Instead of making all content available - which can be overwhelming and confusing - a knowledge base should use pre-set entitlements to direct specific content to certain groups. In addition to giving customers a simpler and streamlined experience that drives clarity and learning, this approach let companies enhance security through a flexible role-based authorization and authentication model.

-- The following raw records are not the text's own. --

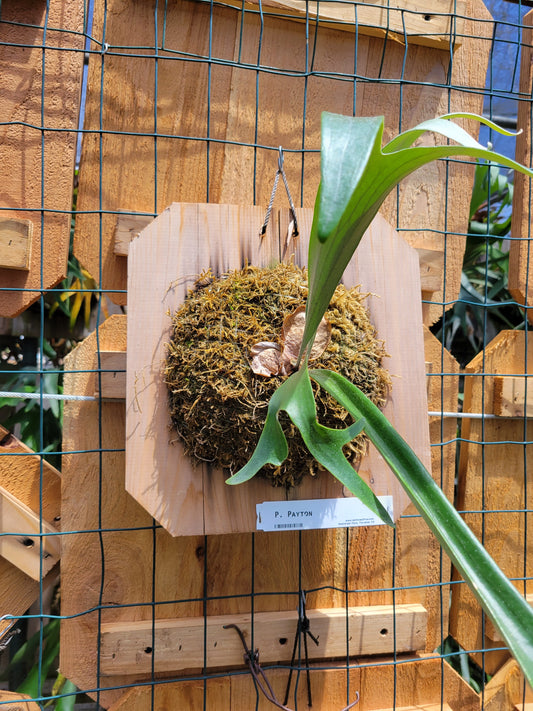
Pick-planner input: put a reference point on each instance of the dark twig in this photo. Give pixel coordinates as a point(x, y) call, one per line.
point(251, 659)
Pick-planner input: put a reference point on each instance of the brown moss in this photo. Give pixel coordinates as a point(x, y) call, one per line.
point(217, 404)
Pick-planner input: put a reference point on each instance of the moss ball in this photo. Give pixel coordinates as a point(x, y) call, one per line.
point(218, 405)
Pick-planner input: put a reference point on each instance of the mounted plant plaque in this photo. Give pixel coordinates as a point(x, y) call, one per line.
point(189, 496)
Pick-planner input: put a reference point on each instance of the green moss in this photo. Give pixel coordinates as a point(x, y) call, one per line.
point(218, 405)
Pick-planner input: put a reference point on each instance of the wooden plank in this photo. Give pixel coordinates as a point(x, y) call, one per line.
point(520, 259)
point(510, 397)
point(86, 507)
point(20, 474)
point(15, 244)
point(25, 549)
point(39, 89)
point(256, 112)
point(13, 701)
point(213, 694)
point(492, 633)
point(126, 229)
point(506, 689)
point(177, 246)
point(494, 469)
point(172, 645)
point(420, 682)
point(223, 570)
point(421, 707)
point(111, 383)
point(425, 23)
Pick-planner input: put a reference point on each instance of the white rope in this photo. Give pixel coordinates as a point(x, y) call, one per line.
point(431, 413)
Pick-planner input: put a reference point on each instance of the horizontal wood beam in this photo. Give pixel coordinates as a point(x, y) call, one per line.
point(21, 542)
point(424, 22)
point(431, 269)
point(420, 707)
point(130, 647)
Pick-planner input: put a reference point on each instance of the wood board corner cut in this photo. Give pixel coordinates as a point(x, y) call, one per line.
point(164, 262)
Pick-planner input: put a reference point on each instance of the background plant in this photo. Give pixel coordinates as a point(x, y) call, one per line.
point(356, 176)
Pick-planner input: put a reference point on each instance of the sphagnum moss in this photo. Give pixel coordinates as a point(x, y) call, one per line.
point(218, 405)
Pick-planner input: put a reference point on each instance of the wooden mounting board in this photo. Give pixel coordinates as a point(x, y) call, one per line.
point(189, 498)
point(520, 257)
point(492, 476)
point(237, 164)
point(221, 569)
point(410, 686)
point(37, 89)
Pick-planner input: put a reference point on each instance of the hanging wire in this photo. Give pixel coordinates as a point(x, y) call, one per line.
point(250, 19)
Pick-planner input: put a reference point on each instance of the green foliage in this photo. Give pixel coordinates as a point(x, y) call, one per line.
point(356, 176)
point(28, 414)
point(485, 305)
point(36, 658)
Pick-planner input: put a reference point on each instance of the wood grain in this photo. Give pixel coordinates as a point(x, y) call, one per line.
point(231, 572)
point(15, 244)
point(413, 684)
point(494, 469)
point(513, 396)
point(25, 550)
point(184, 643)
point(111, 383)
point(187, 497)
point(428, 24)
point(249, 112)
point(39, 88)
point(13, 701)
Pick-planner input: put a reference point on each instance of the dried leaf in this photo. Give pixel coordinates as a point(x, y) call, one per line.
point(265, 358)
point(291, 337)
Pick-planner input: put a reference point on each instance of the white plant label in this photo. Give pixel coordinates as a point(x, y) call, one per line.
point(317, 513)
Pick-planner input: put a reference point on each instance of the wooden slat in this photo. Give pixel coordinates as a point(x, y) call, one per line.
point(426, 23)
point(21, 475)
point(36, 173)
point(111, 383)
point(15, 244)
point(510, 396)
point(420, 707)
point(130, 648)
point(506, 688)
point(417, 685)
point(24, 549)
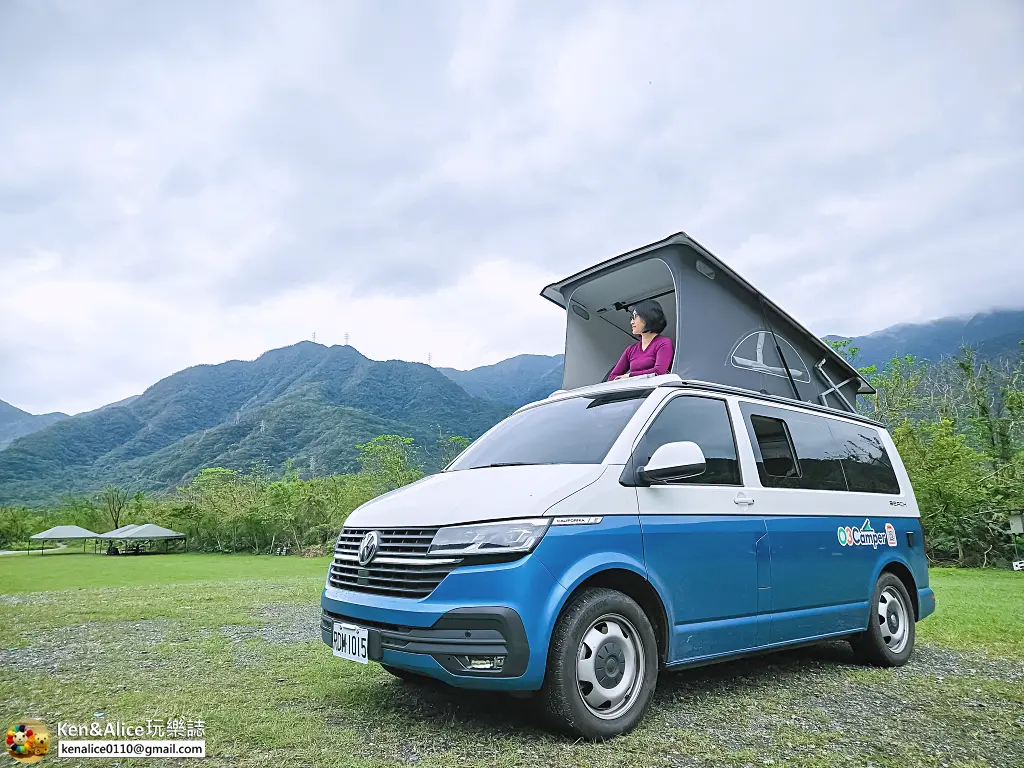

In the retail world (offline and online), the omnichannel approach aims to provide customers with a smooth and seamless end-to-end shopping experience. In the same light, a knowledge base should be an extension of a company and feature signature brand elements (e.g. colors, images, logos, layouts). This helps customers feel safe and confident that, as they enter the knowledge base, they’re still within the company’s ecosystem vs. shuffled off to some disparate third-party site. And if you ask any educator or instructional designer, and they’ll tell you that people who feel safe and confident learn much better and faster than those who don’t.
The Bottom Line
Just as a corporate website can’t be a virtual brochure, a knowledge base can’t be an online repository for FAQs, use cases, how-to videos, technical specifications, and so on. That may have been suitable (or at least, tolerable) in the distant past, but on today’s customer-centric landscape, the expectation is much higher - and so are the stakes. Companies that transform their static knowledge based into a dynamic learning hub put themselves in the winner’s circle, because they actively cultivate smarter customers 24/7/365.
Learn More
Zoomin Docs has been designed from the ground-up to embrace and activate all five of the knowledge base best practices described. To learn more about moving your content from a static world of information to a dynamic world of learning, schedule your guided demo today.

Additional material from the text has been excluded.